Verder volgt uit rechtspraak van de Afdeling dat de staatssecretaris de feiten en omstandigheden op basis waarvan hij tot de conclusie is gekomen dat aan het jongvolwassenenbeleid (paragraaf B7/3.8.1 van de Vreemdelingencirculaire) is voldaan en dus sprake is van familie- of gezinsleven, in het voordeel van de betrokken vreemdeling(en) dient te betrekken bij de belangenafweging.Bij de vaststelling of beschermenswaardig familieleven tussen betrokkenen bestaat en de te verrichten belangenafweging zijn dezelfde feiten en omstandigheden van belang, waarmee zij elkaar beïnvloeden.
Mocht de staatssecretaris de mate van afhankelijkheid meewegen in de belangenafweging?
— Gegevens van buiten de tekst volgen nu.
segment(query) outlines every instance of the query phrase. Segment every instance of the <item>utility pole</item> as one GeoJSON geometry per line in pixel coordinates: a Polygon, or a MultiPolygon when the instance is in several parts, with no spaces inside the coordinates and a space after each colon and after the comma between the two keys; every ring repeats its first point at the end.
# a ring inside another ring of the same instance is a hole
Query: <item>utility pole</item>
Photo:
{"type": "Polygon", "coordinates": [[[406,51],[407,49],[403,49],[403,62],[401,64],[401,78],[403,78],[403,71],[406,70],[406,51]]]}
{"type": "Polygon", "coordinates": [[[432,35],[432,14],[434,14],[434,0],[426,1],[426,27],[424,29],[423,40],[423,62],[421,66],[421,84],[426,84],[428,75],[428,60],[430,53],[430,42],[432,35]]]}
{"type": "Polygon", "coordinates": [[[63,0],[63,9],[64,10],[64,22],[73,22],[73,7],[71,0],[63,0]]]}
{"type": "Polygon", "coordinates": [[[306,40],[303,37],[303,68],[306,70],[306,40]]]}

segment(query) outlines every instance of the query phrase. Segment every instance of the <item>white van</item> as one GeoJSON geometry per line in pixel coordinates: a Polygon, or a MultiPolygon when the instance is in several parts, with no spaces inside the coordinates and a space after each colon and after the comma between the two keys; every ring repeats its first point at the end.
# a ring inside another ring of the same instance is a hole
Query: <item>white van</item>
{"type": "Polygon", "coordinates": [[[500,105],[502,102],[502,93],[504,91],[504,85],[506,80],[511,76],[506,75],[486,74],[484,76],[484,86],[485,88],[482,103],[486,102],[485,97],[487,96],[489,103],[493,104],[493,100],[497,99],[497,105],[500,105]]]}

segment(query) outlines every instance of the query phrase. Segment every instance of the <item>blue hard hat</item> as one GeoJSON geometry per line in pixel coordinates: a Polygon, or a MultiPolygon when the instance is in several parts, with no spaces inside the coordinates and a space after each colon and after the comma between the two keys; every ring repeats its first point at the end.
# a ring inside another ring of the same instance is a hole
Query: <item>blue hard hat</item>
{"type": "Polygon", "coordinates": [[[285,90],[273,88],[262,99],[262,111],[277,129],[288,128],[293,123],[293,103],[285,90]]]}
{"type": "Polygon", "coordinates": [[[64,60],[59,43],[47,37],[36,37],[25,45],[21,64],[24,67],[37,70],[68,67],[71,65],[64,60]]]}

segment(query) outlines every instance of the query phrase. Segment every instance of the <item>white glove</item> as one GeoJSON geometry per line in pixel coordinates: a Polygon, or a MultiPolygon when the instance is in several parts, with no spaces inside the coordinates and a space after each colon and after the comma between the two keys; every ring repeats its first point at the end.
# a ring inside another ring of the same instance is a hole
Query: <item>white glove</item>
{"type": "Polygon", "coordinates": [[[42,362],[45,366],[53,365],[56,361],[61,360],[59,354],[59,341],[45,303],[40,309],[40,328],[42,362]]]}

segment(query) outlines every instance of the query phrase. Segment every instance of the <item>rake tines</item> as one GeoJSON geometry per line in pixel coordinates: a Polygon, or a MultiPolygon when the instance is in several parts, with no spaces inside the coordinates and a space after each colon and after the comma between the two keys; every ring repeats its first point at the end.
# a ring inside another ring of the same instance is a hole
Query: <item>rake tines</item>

7. Eisers voeren allereerst aan dat de beschikking innerlijk tegenstrijdig is, vanwege strijd met de ratio van het jongvolwassenenbeleid. Eerst wordt bij het aannemen van familieleven in de zin van het eerste lid van artikel 8 EVRM bij een jongvolwassene zoals referent uitgegaan van afhankelijkheid van zijn ouders en een niet verbroken gezinsband. Vervolgens wordt bij de belangenafweging van artikel 8, tweede lid, van het EVRM gesteld dat referent zich zelfstandig kan handhaven in Nederland, er geen intensieve gezinsband is en het contact kan worden gehandhaafd zoals het nu is. Ook is deze redenering in strijd met de ratio van het jongvolwassenbeleid; hereniging van jongvolwassenen die weliswaar strikt
genomen qua biologische leeftijd op eigen voeten staan maar in de praktijk nog afhankelijk zijn van hun ouders.